Telia Outage and Its Ripple Effect

Yesterday, one of the most trusted internet service providers, Telia Carrier AB, a major backbone carrier in Europe, experienced an interruption for about an hour and fifteen minutes. This affected downstream partners and customers, resulting in many sites worldwide and traffic to our data centers being down.

With any significant event that affects our customers, we conduct an extensive examination to understand the root cause and develop a course of action to improve our systems and procedures. To that end, we wanted to provide a synopsis of the situation that occurred.

During yesterday’s event, the Servebolt Cloud was still operational, and there was no data loss; however – as a customer, you could experience that it was not possible to connect to SFTP and SSH services or that it was impossible to reach your site through HTTP, e.g., the browser. 

Telia Outage Overview

On Thursday, October 7th, at 18:05 CEST, our monitoring services notified us of a severe outage affecting customers worldwide. Our emergency staff was called in immediately to identify and mitigate. Our investigation quickly pointed us in the direction of a large portion of the internet’s backbone being down.

Telia is one of the main providers of core internet infrastructure for the entire internet, referred to as the internet backbone. The internet backbone is maintained by the Tier 1 providers, and when they make mistakes – it can cause large parts of the internet to become inaccessible.

As a result, parts of the Servebolt Cloud were inaccessible to customers and website visitors, whose traffic was routed over the Telia Carrier network. The explanation Servebolt received from one of our data center providers was the following:

“The connection to our data centers went down due to Telia not broadcasting the full set of Border Gateway Protocol (BGP) routes from the AS1299 transit Telia network

The Internet is put together by a network of networks, which means there are alternative ways over the Internet that may still work. Therefore, customers that were running Accelerated Domains were up during the entire time. 

During a routine update to an aggregate routing policy within AS1299 an error was committed which impacted our internal support systems and traffic in some regions. 

Source

At 19:20 CEST, the issue was resolved, and full access, including all Servebolt services, was available again.  

The outage happened by force majeure and was, as indicated by Telia, completely out of our hands and a result of a misconfiguration at Telia.

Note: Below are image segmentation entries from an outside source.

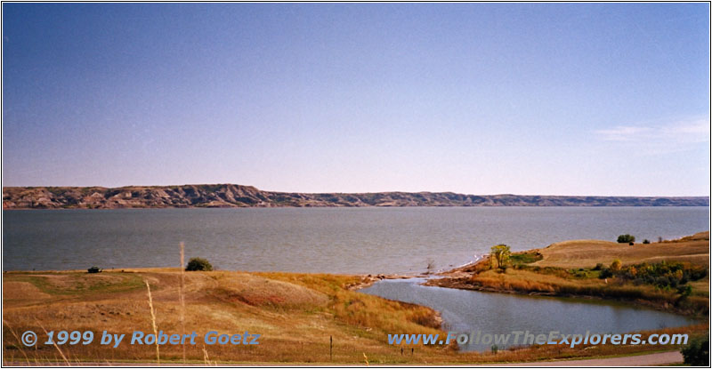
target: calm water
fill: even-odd
[[[172,267],[409,273],[575,239],[708,230],[708,207],[423,207],[3,211],[3,269]]]
[[[535,335],[551,331],[562,334],[586,334],[587,331],[592,334],[623,333],[694,323],[684,317],[608,301],[427,287],[419,285],[422,281],[384,280],[361,292],[428,306],[441,312],[446,332],[475,335],[478,331],[481,334],[508,334],[512,331],[530,331]],[[461,345],[460,349],[481,351],[490,347],[491,343]]]

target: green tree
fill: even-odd
[[[498,245],[491,248],[492,258],[497,261],[497,267],[500,269],[505,269],[507,261],[509,261],[509,256],[512,253],[509,251],[509,246],[506,245]]]
[[[185,270],[188,271],[210,271],[213,270],[213,266],[210,262],[203,258],[190,258],[188,261],[188,265],[185,267]]]
[[[684,364],[692,366],[709,366],[709,336],[691,340],[681,352]]]
[[[620,235],[618,237],[618,243],[619,244],[628,244],[631,242],[635,242],[635,237],[630,236],[627,233],[625,235]]]

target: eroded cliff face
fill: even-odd
[[[5,187],[3,209],[326,206],[708,206],[708,197],[462,195],[452,192],[306,194],[234,184]]]

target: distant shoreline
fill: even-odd
[[[464,195],[453,192],[297,193],[252,186],[4,187],[3,209],[228,207],[709,206],[707,197]]]

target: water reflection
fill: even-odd
[[[547,334],[622,333],[687,325],[693,319],[622,303],[482,293],[420,285],[423,278],[383,280],[361,290],[390,300],[425,305],[441,312],[445,331],[507,334],[529,331]],[[408,333],[394,332],[393,333]],[[503,347],[506,345],[499,345]],[[511,346],[511,345],[510,345]],[[486,350],[490,345],[465,345]]]

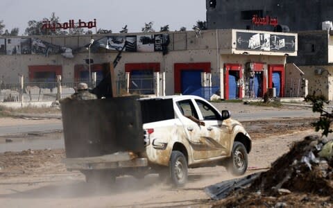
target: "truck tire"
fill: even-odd
[[[172,151],[169,162],[170,178],[176,187],[182,187],[187,182],[187,162],[180,151]]]
[[[241,175],[248,168],[248,154],[244,145],[239,141],[234,141],[232,146],[231,157],[227,162],[227,171],[234,175]]]

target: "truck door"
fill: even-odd
[[[205,139],[210,144],[211,157],[226,155],[230,148],[231,128],[227,121],[221,121],[220,114],[209,103],[198,99],[195,103],[199,109],[198,116],[205,123]]]
[[[194,159],[207,159],[221,155],[221,150],[215,148],[219,144],[207,138],[207,128],[200,123],[198,114],[191,100],[181,101],[177,105],[182,114],[180,120],[184,125]]]

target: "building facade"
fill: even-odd
[[[208,29],[316,31],[333,20],[330,0],[206,0],[206,8]]]
[[[222,99],[260,98],[275,87],[283,97],[286,58],[297,55],[297,38],[295,33],[233,29],[4,37],[0,77],[2,84],[18,75],[27,80],[57,75],[75,80],[87,79],[90,71],[101,79],[126,42],[114,73],[118,80],[128,77],[130,90],[156,94],[152,80],[158,72],[165,83],[160,91],[165,93],[159,95],[196,94],[208,87]]]

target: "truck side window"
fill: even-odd
[[[185,116],[191,116],[198,119],[198,114],[196,113],[194,105],[193,105],[191,100],[185,100],[177,102],[177,105]]]
[[[204,120],[219,120],[220,116],[212,106],[200,100],[196,100],[196,102],[199,107]]]

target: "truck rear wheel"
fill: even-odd
[[[227,163],[227,170],[234,175],[241,175],[248,168],[248,153],[244,145],[239,141],[234,141],[232,146],[231,157]]]
[[[187,162],[180,151],[172,151],[169,163],[170,177],[176,187],[182,187],[187,182]]]

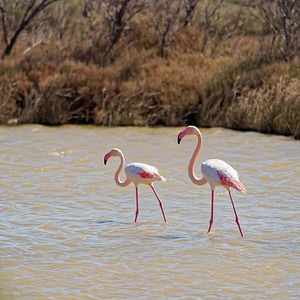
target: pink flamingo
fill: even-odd
[[[135,212],[134,222],[136,222],[137,216],[139,214],[138,185],[140,183],[147,184],[151,187],[151,189],[153,190],[153,192],[159,202],[159,206],[161,208],[163,218],[164,218],[165,222],[167,222],[165,213],[164,213],[164,209],[162,206],[162,202],[160,201],[160,199],[153,187],[153,181],[166,181],[166,179],[163,176],[159,175],[158,170],[153,166],[143,164],[143,163],[132,163],[125,167],[126,179],[125,179],[125,181],[121,181],[119,178],[119,175],[124,166],[124,162],[125,162],[124,155],[120,149],[117,149],[117,148],[112,149],[110,152],[108,152],[104,156],[104,164],[105,165],[111,156],[119,156],[121,159],[120,166],[117,169],[116,174],[115,174],[116,184],[118,186],[122,186],[122,187],[127,186],[128,184],[131,183],[131,181],[135,184],[136,212]]]
[[[241,236],[243,237],[243,232],[239,223],[239,218],[237,215],[237,212],[234,207],[234,203],[232,200],[230,188],[234,188],[240,192],[245,192],[246,189],[244,188],[244,185],[239,181],[239,174],[238,172],[233,169],[229,164],[227,164],[225,161],[220,159],[208,159],[204,161],[201,164],[201,172],[203,174],[203,177],[197,178],[194,173],[194,165],[196,158],[200,152],[201,146],[202,146],[202,135],[200,130],[195,126],[188,126],[186,129],[181,131],[178,135],[178,144],[180,144],[180,141],[182,138],[186,135],[196,135],[198,138],[198,144],[196,146],[196,149],[192,155],[192,158],[189,163],[188,167],[188,174],[191,179],[191,181],[198,185],[203,185],[205,183],[209,183],[211,187],[211,217],[209,221],[209,228],[208,233],[210,232],[211,226],[213,224],[213,213],[214,213],[214,190],[215,187],[218,185],[223,186],[227,189],[231,204],[233,207],[233,211],[235,214],[235,222],[238,225],[238,228],[240,230]]]

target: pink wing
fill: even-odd
[[[227,186],[230,186],[232,188],[235,188],[236,190],[238,190],[240,192],[245,192],[246,191],[244,185],[240,181],[232,180],[232,179],[224,176],[223,174],[221,174],[219,171],[217,171],[217,172],[218,172],[219,178],[221,180],[221,183],[223,185],[227,185]]]

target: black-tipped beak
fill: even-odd
[[[181,142],[181,138],[178,135],[178,137],[177,137],[177,143],[180,144],[180,142]]]

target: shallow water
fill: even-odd
[[[216,190],[187,166],[196,140],[182,128],[0,127],[0,299],[299,299],[300,143],[203,129],[198,160],[220,158],[248,193]],[[151,189],[121,188],[113,147],[159,168]],[[197,171],[198,171],[197,170]],[[198,173],[199,175],[199,173]],[[200,176],[200,175],[199,175]]]

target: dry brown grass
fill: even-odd
[[[133,22],[131,42],[120,39],[105,62],[95,35],[49,40],[25,56],[16,49],[0,62],[0,122],[194,124],[300,138],[296,60],[261,53],[259,39],[241,30],[202,51],[204,33],[193,27],[162,59],[153,27]]]

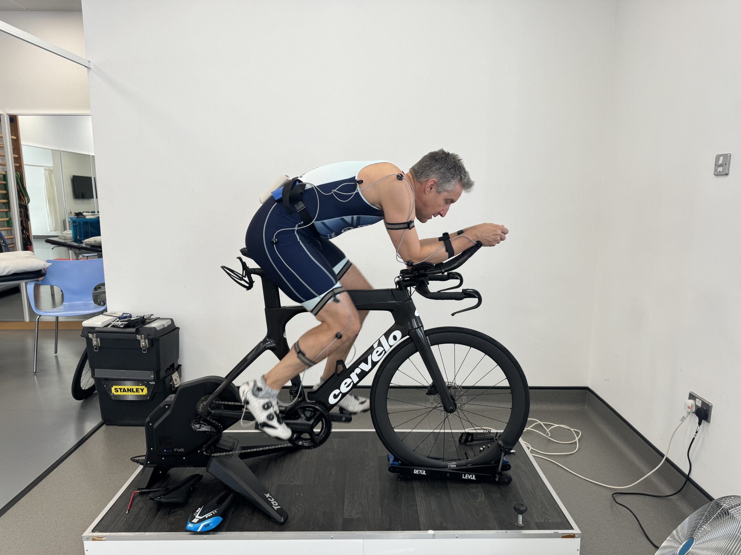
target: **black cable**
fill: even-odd
[[[687,462],[689,462],[690,468],[689,468],[689,471],[687,472],[687,477],[685,478],[685,481],[682,484],[682,487],[681,488],[679,488],[678,490],[677,490],[677,491],[675,491],[674,493],[673,493],[673,494],[668,494],[667,495],[656,495],[654,494],[642,494],[642,493],[634,492],[634,491],[625,491],[625,492],[616,491],[611,496],[613,501],[614,501],[616,503],[617,503],[618,505],[619,505],[621,507],[625,507],[626,509],[628,510],[628,511],[630,511],[631,514],[633,515],[633,518],[634,518],[636,519],[636,522],[638,522],[638,525],[641,527],[641,531],[643,532],[643,535],[645,536],[646,539],[648,539],[648,542],[651,543],[651,545],[653,545],[657,549],[659,548],[659,546],[657,545],[655,543],[654,543],[654,542],[651,540],[651,539],[650,537],[648,537],[648,534],[646,534],[645,528],[643,528],[643,525],[641,524],[641,521],[639,520],[638,517],[636,515],[636,514],[633,512],[633,511],[631,509],[630,507],[628,507],[626,505],[623,505],[619,501],[618,501],[617,499],[615,499],[615,496],[616,495],[642,495],[642,496],[644,496],[645,497],[661,497],[661,498],[664,498],[664,497],[673,497],[674,496],[677,495],[680,491],[682,491],[682,490],[683,490],[685,488],[685,486],[687,485],[687,482],[689,482],[690,474],[692,473],[692,460],[690,459],[690,449],[692,448],[692,444],[694,443],[695,437],[697,437],[697,432],[700,431],[700,427],[702,425],[702,419],[698,418],[697,420],[698,420],[699,423],[697,424],[697,429],[695,429],[694,436],[693,436],[692,440],[690,441],[689,447],[687,448]]]

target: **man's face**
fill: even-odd
[[[416,219],[424,223],[431,218],[445,218],[451,205],[463,194],[463,185],[459,182],[449,191],[437,192],[437,180],[429,179],[416,192],[414,208]]]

What Can You Do to Minimize the Impact

Fortunately, there are some solutions available to reduce the impact of events like this. We have a couple of solutions available to make sure you can minimize the effect it has on your site.

Accelerated Domains

Accelerated Domains not only greatly improve the performance and security of your site, it also minimizes the impact of Internet backbone outages. Accelerated Domains is built on top of Cloudflare’s Enterprise backbone and uses all of Coudflare’s priority nodes, and has priority in the Cloudflare network. For the websites using Accelerated Domains yesterday, this resulted in little to no downtime.

Order Accelerated Domains right from your site’s Control Panel or directly from our Help Center

Always Online in Cloudflare Pro and Cloudflare Business

An alternative is having your site on Cloudflare. Cloudflare Pro and Cloudflare Business offer many benefits, and one in particular that touches on this particular problem. Cloudflare offers a feature called Always Online. It uses the Internet Archive’s Wayback Machine to keep your website online for visitors when your origin server is unavailable. 

Of note here is that Always Online only serves limited copies of web pages to users instead of errors when your server is unreachable.

Get in touch with our Support Team to add Cloudflare to your site or order online here. Let us help you to be prepared in the best possible way.

Your Stability is Our Mission

We take this seriously, and we have redundancies built in to prevent as much as possible, but in this case, we’re all victims of a problem outside of our control. Outages like these disrupt your life and your business. We understand, and we take our responsibility to you very seriously. We sincerely apologize for the disruption and the inconvenience this likely has caused you.